Closed jordansissel closed 9 years ago
This issue aims to fix design problems that caused problems like LOGSTASH-1253
Hi Jordan,
Did you think much more on this? My attention is currently drawn to the protocol.
I know one little fix that urgently needs doing in the server part is to spawn an arbiter thread with a non-blocking queue - events yielding to caller are passed via this thread - and connection threads then add to this queue until it hits specific size - once it hits a size it then backs off. Specifically, this prevents a full LogStash queue blocking a connection thread... the arbiter blocks instead and the connection threads back off (sleep loop so can handle errors and even send backoffs/pings back to clients)

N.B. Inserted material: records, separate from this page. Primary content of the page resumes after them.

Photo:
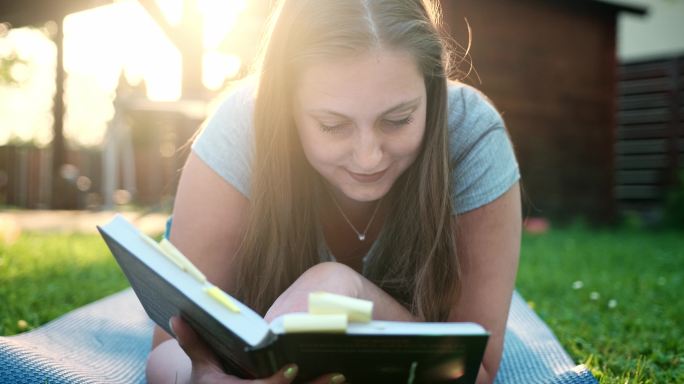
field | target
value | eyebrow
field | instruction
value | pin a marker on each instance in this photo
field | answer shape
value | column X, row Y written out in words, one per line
column 401, row 106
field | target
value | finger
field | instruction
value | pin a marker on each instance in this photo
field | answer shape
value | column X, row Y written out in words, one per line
column 197, row 350
column 284, row 376
column 332, row 378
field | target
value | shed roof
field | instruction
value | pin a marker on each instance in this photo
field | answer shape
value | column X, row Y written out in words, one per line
column 33, row 12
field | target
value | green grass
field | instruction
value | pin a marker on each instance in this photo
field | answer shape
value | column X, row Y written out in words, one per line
column 611, row 297
column 45, row 275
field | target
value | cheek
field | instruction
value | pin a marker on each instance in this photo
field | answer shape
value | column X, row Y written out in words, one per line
column 408, row 145
column 318, row 151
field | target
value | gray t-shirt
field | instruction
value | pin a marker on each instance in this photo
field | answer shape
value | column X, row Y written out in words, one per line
column 482, row 158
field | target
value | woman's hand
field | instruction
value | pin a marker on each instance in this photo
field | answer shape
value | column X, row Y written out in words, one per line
column 206, row 368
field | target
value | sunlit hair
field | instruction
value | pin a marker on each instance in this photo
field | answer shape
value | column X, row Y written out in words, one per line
column 416, row 260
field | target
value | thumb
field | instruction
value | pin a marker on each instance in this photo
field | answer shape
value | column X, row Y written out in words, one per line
column 197, row 350
column 284, row 376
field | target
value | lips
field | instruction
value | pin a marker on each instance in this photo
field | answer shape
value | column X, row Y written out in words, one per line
column 367, row 177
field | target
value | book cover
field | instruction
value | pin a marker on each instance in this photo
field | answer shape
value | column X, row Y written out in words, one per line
column 368, row 352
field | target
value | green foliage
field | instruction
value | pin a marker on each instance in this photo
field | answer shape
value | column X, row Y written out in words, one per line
column 612, row 298
column 46, row 275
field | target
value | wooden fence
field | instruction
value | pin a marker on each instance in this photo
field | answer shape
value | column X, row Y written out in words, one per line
column 159, row 150
column 649, row 148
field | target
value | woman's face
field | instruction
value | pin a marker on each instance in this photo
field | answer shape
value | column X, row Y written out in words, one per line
column 361, row 120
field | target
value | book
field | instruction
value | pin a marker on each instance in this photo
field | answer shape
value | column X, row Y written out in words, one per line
column 364, row 350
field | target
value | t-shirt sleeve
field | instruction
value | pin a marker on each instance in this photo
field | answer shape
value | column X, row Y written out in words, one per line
column 482, row 157
column 225, row 142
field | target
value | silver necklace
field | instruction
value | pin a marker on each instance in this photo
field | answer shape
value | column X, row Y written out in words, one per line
column 360, row 235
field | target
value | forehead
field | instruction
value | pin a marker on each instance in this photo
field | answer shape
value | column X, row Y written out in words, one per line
column 368, row 82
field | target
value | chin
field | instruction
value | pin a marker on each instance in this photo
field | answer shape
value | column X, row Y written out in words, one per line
column 366, row 196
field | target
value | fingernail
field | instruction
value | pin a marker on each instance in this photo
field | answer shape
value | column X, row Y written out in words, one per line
column 171, row 327
column 290, row 372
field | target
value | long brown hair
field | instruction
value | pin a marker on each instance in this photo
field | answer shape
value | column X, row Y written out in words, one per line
column 416, row 258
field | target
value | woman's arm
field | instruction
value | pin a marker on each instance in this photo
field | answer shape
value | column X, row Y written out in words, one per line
column 488, row 246
column 337, row 278
column 209, row 218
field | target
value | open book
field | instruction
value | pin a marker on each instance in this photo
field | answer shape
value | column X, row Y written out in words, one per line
column 368, row 352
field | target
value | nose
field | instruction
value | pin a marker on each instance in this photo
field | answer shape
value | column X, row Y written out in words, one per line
column 367, row 150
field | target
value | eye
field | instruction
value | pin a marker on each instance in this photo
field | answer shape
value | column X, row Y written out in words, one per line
column 332, row 128
column 399, row 123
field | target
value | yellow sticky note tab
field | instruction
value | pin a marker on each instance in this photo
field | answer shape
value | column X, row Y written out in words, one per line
column 217, row 294
column 159, row 248
column 174, row 254
column 360, row 311
column 305, row 322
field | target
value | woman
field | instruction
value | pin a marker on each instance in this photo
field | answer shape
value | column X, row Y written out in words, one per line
column 351, row 164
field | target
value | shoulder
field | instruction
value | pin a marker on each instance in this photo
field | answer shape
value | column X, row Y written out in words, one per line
column 468, row 106
column 238, row 98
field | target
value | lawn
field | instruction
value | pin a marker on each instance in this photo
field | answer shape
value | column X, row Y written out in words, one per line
column 611, row 297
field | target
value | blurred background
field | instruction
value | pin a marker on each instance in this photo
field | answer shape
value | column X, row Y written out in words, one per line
column 97, row 98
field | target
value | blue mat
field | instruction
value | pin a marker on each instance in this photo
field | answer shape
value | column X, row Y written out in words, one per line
column 108, row 342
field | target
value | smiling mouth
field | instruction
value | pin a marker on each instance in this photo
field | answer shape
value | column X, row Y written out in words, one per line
column 367, row 177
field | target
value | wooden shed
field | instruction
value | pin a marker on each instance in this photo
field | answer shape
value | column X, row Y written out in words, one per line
column 550, row 68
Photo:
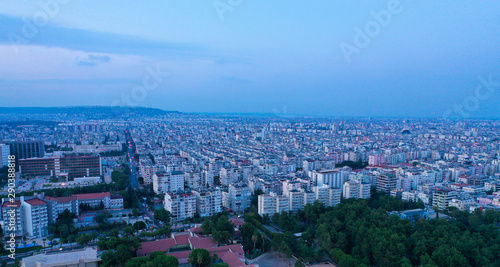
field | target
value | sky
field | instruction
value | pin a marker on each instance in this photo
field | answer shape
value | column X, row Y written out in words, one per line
column 385, row 58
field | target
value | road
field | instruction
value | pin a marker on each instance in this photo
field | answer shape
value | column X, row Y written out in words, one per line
column 131, row 161
column 134, row 182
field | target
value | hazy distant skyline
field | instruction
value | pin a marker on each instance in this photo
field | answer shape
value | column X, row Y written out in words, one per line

The second part is to look at proper sequence acknowledgements and server part to maintain an internal "port" list with last processed sequence number - so upon a recovered connection client can request last processed log - as long as it was within reasonable time frame (since such small info maybe hours...)
If any of this is already considered and even new protocols looked at I'm definitely all ears and might help out! Whatever protocol is decided I don't mind - I was going to just expand the current - although backwards compat difficult since version ignored and any unknown frame will presumedly crash that connection thread?
Thanks and great tool - works especially nice now with the various pulls out there :+1:
Jason
Just for the record here. I've settled at fixing the issues I was having with protocol, and left it functionally in tact. Specifically, redis queue hitting congestion and connections blocking and timing out was fixed, partial acks fully implemented and a cheeky keep alive to stop random timeouts. https://github.com/driskell/logstash-forwarder/tree/protocol_improvements_and_server_client_improvements
I'll PR on request as there's just too many at the moment. Any other features/fixes I'm now going to branch from my own master as the code has diverged too much.
It's also possible a kafka/scribe-style (pull w/ offsets) protocol could work better here as well. Depends! Needs more discussion.
What about CurveMQ? It's still WIP but could be beneficial once it is matured.
I think also there should be a split between transport and application protocol.
This allows the sensitive security stuff to be left to a third party library with wide use and trust.
This project then concentrates on supplementing the transport if required at application level, and imposing requirements on transport.
Also means transport can be easily switched while experimenting until something is settled upon.
lumberjack is doing well enough right now, will revisit in the future if we need a new protocol improvement.
(This was originally longer and more detailed, but then Safari crashed.)